However, that is not what I am writing about today.  The central theme of this volume is should philosophy be taught to children in primary and secondary school?  Research which has been done in the UK over the last 20 years on teaching philosophy to primary school children has found that children ‘who have been through sustained Philosophy with Children improve in almost every other academic area.  Philosophers are traditionally asked awkward questions and to come up with alternative answers, and it really breeds independent thinking.  If we want a generation of people who will begin to tackle and solve the problems we have, we need people who think for themselves and who think differently.’  So says the author, Brooke Lewis, a journalist who is now working in Cambodia. 

I’ve been concerned for several years about the dumbing down in school of original thinking by students.  Because of the constraints of the National Curriculum in the UK, many of my teaching friends find themselves handcuffed not only in the content of what they teach but even how they are to teach it.  I am, perhaps naively, encouraged by the new coalition government’s view of giving schools back to teachers and reducing the bureaucratic restrictions of the National Curriculum and maybe philosophy can help our youngsters to think for themselves once more instead of the seemingly primary goal of regurgitating set facts and figures at exam time! 

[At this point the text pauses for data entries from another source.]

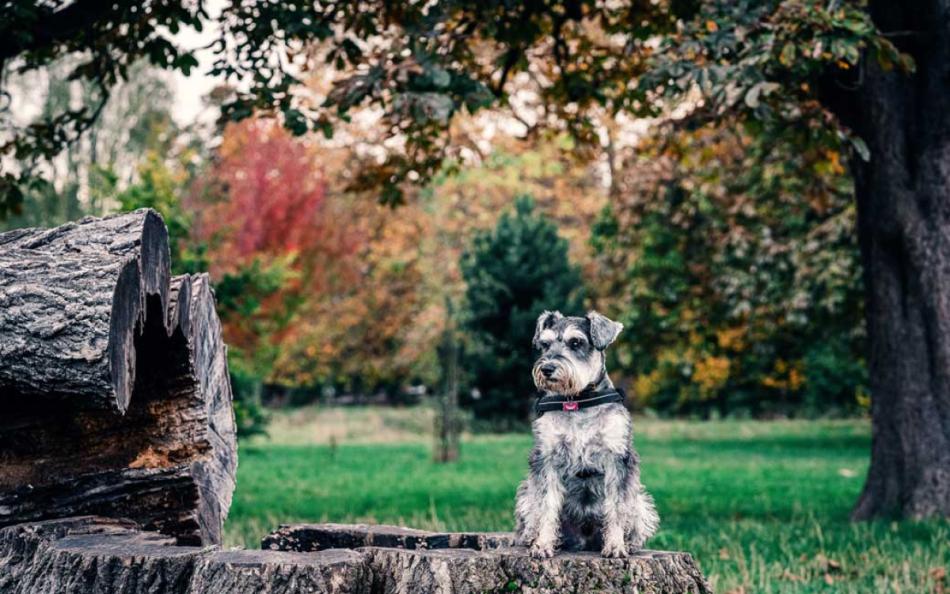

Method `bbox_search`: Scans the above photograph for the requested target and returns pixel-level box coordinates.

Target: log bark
[839,0,950,519]
[0,211,237,544]
[0,517,710,594]
[0,210,169,412]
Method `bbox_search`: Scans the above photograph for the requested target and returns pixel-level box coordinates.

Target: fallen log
[0,518,710,594]
[0,210,237,544]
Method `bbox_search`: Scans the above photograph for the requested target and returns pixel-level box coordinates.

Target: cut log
[0,518,711,594]
[261,524,710,594]
[0,210,169,412]
[0,210,237,544]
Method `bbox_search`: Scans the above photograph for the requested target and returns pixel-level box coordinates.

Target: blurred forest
[0,59,868,432]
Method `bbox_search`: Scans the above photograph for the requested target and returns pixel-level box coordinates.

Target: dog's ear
[531,311,564,347]
[587,310,623,351]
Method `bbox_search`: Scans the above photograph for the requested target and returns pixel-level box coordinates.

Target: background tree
[0,0,950,518]
[592,122,867,416]
[461,196,584,426]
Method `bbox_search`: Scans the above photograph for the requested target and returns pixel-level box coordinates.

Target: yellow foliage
[716,326,746,352]
[692,357,731,400]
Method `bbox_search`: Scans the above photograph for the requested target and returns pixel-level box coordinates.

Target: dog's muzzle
[532,358,570,390]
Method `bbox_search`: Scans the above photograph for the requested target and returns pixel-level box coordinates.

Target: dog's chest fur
[534,403,630,481]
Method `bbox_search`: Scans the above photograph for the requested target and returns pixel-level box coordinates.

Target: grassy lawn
[226,409,950,594]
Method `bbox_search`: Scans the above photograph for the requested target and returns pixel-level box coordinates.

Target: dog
[515,311,659,559]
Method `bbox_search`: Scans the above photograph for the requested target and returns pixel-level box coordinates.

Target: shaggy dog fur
[515,311,659,558]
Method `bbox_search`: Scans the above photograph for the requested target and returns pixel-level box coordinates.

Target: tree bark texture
[0,517,710,594]
[850,0,950,519]
[0,210,237,544]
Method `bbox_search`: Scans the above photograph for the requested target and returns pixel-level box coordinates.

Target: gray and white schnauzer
[515,311,660,559]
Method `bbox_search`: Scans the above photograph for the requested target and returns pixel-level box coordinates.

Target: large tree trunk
[0,210,237,544]
[853,0,950,519]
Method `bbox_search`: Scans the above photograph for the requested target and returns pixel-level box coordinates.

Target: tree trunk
[0,210,237,544]
[853,0,950,519]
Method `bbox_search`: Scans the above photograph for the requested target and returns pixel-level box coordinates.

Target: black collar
[534,388,626,417]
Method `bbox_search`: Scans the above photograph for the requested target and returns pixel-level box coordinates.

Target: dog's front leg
[531,464,564,559]
[601,456,627,558]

The Philosophy for Children programme sounds heavy, but it isn’t.  Imaginatively taught, children are encouraged to think about morals, ethics, choices, through the medium of books, TV, films, songs, and practical life situations.  There’s an example of this in the article – discussing clones prompted by a new movie. 

It is this kind of in-depth, curious, thinking that I find myself searching for in myself and in others.  Quite often when I go out socially, I am dismayed at the level of surface conversation – inane chatter that skims across the surface of everything.  I know I am one of those people who gets too deep too quickly, and that this is uncomfortable for many people to handle, so I more often than not keep very quiet unless I’m with people I know or people who are happy to get meaty in a discussion.  But when you do find like-minded people and a wide-ranging, give-and-take discussion involving lots of different ways of thinking and sounding each other out, the joy is just wonderful! 

I’m not a person who does confrontation, but I am a person who loves to think about other people’s opinions.  These sorts of discussions lead to more open minds and personal mental growth.  My son and I still have great discussions about all sorts of things and it’s interesting to see how differently his mind works from mine. 

There’s also a young lad of 12 who visits his granny across the road from me.  We were looking up at a passing plane and the stars and got into a discussion about space the other night at a barbecue, and he was both very knowledgeable and very curious, sucking up all the information I could drag from the depths of my mind.  We had a brilliant chat about infinity and his granny said that that’s what he would do all the time if he could, but no-one has the time to talk with him in that way.  If our children learn to access deeper levels of thinking in this way, we could find ourselves in a more considerate, thoughtful era, and I’m all for the parents and schools that will help in this task!!